Pautada na abordagem Health At Every Size, a intervenção não focava na perda de peso como objetivo primário, porque não parte do pressuposto de que uma pessoa obesa necessariamente é uma pessoa doente, que come e se alimenta mal. O prazer, completamente negligenciado no tratamento convencional, é um aspecto indispensável para a pesquisadora Fernanda Sabatini:
“O prazer existe antes e depois da intervenção, pois o corpo sempre vai buscá-lo física e psicologicamente. Mas antes ele era vivenciado de uma maneira culposa, porque estava atrelado a uma proibição”, conta. “Aparecem muitos relatos como ‘Meu prazer está sempre vinculado a coisas que eu não deveria estar comendo ou desejando’. A intervenção traz uma ressignificação do que é bom ou ruim, elas param de dicotomizar tanto a alimentação e passam a refletir mais ao invés de aceitar uma verdade imposta”.
A análise abrangeu também como essas mulheres lidam com o desejo de comer e se elas chegam a satisfazê-lo, já que o prazer costuma estar atrelada a esta satisfação. Inicialmente, discursos como se sentir fora do controle ou tentar substituir por algo mais saudável, gerando um ciclo de consumo muito além do necessário, eram comuns. Somente depois da intervenção surge o empoderamento para decidir satisfazer ou não a vontade.
A reflexão mostra-se mais eficiente que a proibição ao passo que permite entender como surge aquele desejo. Muitas relatam um comer associado ao emocional e, às vezes, o que o indivíduo está desejando não é necessariamente a comida, mas resolver um conflito que se esconde por trás dela. Por isso, tratar a alimentação apenas sobre os parâmetros calóricos pode comprometer a atuação do profissional de saúde.
“Hoje, existe um comer muito racionalizado para o fisiológico, como se o ser humano fosse só um corpo biológico e não somos. Estamos inseridos em um contexto social e cultural onde a comida tem múltiplos significados, sendo um meio de construção e afirmação de identidade. Ela é responsável por nos inserir em um grupo social e essa sensação de pertencimento gera prazer”, acrescenta Fernanda. “Você pode sentir prazer porque comeu uma comida que o remeteu a sua vó. Isso é saudável, porque isso é natural do ser humano.”
Para exemplificar seu ponto, a pesquisadora traz o caso de um estudo da Universidade de Canterbury, na Nova Zelândia, que concluiu que as pessoas que relacionavam o bolo de chocolate à culpa, tinham uma dificuldade de manutenção do peso muito maior do que aquelas que o relacionavam à celebração.

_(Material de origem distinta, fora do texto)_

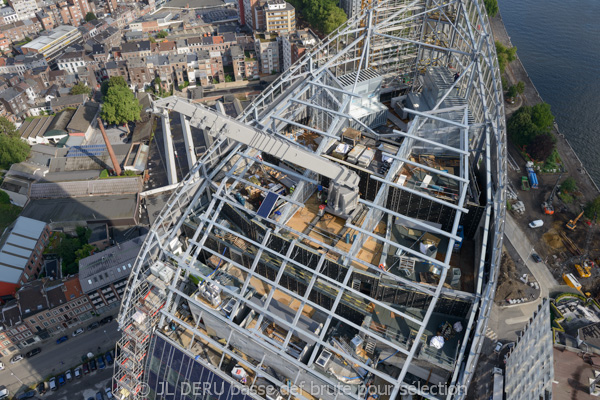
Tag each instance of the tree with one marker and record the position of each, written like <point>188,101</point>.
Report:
<point>113,81</point>
<point>505,55</point>
<point>592,208</point>
<point>4,199</point>
<point>520,127</point>
<point>12,148</point>
<point>120,106</point>
<point>541,147</point>
<point>7,127</point>
<point>569,185</point>
<point>81,88</point>
<point>542,117</point>
<point>520,87</point>
<point>512,91</point>
<point>491,7</point>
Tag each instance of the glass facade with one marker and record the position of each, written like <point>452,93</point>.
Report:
<point>175,375</point>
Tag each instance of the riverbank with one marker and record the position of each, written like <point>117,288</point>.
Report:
<point>516,72</point>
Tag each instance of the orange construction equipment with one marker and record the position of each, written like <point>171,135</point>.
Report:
<point>572,224</point>
<point>111,152</point>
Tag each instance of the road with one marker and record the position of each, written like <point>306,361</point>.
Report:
<point>520,241</point>
<point>56,358</point>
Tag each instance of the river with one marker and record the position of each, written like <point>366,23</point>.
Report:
<point>558,42</point>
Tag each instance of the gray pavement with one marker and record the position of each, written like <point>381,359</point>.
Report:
<point>56,358</point>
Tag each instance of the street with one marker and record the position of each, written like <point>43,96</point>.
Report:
<point>56,358</point>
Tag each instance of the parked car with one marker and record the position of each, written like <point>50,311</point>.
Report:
<point>41,388</point>
<point>109,359</point>
<point>16,359</point>
<point>62,339</point>
<point>26,395</point>
<point>101,364</point>
<point>536,224</point>
<point>498,347</point>
<point>33,352</point>
<point>78,332</point>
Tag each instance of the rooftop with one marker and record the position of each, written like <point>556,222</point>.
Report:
<point>16,245</point>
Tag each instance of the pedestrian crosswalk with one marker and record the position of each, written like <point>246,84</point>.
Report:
<point>489,333</point>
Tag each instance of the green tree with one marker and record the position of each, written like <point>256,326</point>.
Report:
<point>512,91</point>
<point>592,208</point>
<point>520,87</point>
<point>520,127</point>
<point>113,81</point>
<point>81,88</point>
<point>120,106</point>
<point>7,127</point>
<point>12,148</point>
<point>505,55</point>
<point>85,251</point>
<point>541,147</point>
<point>491,7</point>
<point>4,199</point>
<point>542,117</point>
<point>569,185</point>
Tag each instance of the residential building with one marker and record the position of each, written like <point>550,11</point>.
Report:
<point>14,101</point>
<point>25,9</point>
<point>71,61</point>
<point>295,45</point>
<point>66,306</point>
<point>8,15</point>
<point>275,16</point>
<point>51,43</point>
<point>68,101</point>
<point>103,276</point>
<point>529,368</point>
<point>20,30</point>
<point>21,248</point>
<point>267,51</point>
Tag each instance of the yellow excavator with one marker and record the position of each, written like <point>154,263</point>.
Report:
<point>572,224</point>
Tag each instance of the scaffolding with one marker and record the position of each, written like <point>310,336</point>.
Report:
<point>257,180</point>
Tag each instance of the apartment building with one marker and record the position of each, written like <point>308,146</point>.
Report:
<point>267,52</point>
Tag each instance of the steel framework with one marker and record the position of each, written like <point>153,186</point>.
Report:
<point>405,43</point>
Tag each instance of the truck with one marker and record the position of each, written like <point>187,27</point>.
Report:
<point>498,384</point>
<point>532,176</point>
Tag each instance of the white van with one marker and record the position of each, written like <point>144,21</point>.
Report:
<point>536,224</point>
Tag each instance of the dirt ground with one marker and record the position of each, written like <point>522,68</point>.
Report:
<point>548,242</point>
<point>510,285</point>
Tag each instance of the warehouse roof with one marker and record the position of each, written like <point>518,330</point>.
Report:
<point>16,246</point>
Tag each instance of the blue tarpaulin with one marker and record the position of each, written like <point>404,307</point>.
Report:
<point>267,205</point>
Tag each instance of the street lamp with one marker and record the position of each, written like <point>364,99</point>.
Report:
<point>13,374</point>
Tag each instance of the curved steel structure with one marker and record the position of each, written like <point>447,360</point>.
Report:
<point>344,233</point>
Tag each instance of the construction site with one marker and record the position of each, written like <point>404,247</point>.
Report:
<point>340,239</point>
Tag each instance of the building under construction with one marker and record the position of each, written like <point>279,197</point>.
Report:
<point>340,239</point>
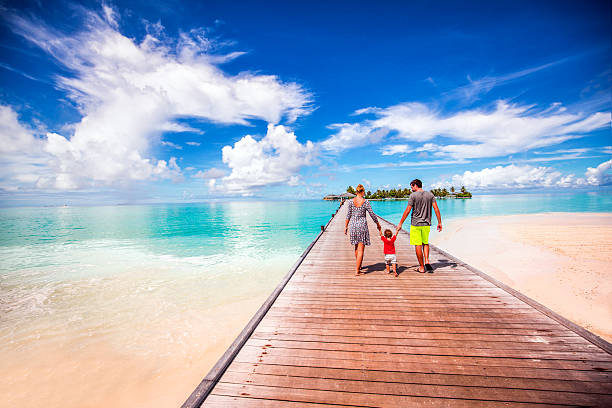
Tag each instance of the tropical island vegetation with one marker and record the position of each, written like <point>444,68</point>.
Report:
<point>405,193</point>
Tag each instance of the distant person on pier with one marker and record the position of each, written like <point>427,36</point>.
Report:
<point>421,203</point>
<point>359,233</point>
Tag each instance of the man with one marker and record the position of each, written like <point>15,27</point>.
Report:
<point>421,202</point>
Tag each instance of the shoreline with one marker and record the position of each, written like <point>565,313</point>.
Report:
<point>558,259</point>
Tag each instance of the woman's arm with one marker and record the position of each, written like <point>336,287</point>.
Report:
<point>371,212</point>
<point>348,218</point>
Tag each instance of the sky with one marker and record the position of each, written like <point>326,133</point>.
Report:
<point>181,101</point>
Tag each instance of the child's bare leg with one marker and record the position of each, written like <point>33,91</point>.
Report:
<point>359,255</point>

“Aceitar que você sente prazer com a comida lhe proporciona um comer mais saudável. Muitas mulheres observadas por mim relataram: ‘Prazer, eu sempre senti. Mas foi libertador quando eu descobri que podia sentir prazer”, revela Fernanda.
Por ser fisicamente perceptível, a obesidade tem o agravante de estar passível a todo e qualquer julgamento. Assim, se solidifica a ideia de que o corpo gordo precisa ser alterado a qualquer custo, negligenciando toda esta complexidade do que é saúde.
“Além de ter pouquíssimos estudos sobre os efeitos das dietas a longo prazo, os resultados a médio e curto prazo já são ruins. Quando essa pessoa não consegue sustentar os resultados, ela culpa quem? O profissional da saúde, com títulos e reconhecimento? Não, ela culpa a si mesma. Isso gera frustração, baixa auto-estima, quadros alimentares compulsivos e pensamentos obsessivos com relação à alimentação”, problematiza a pesquisadora.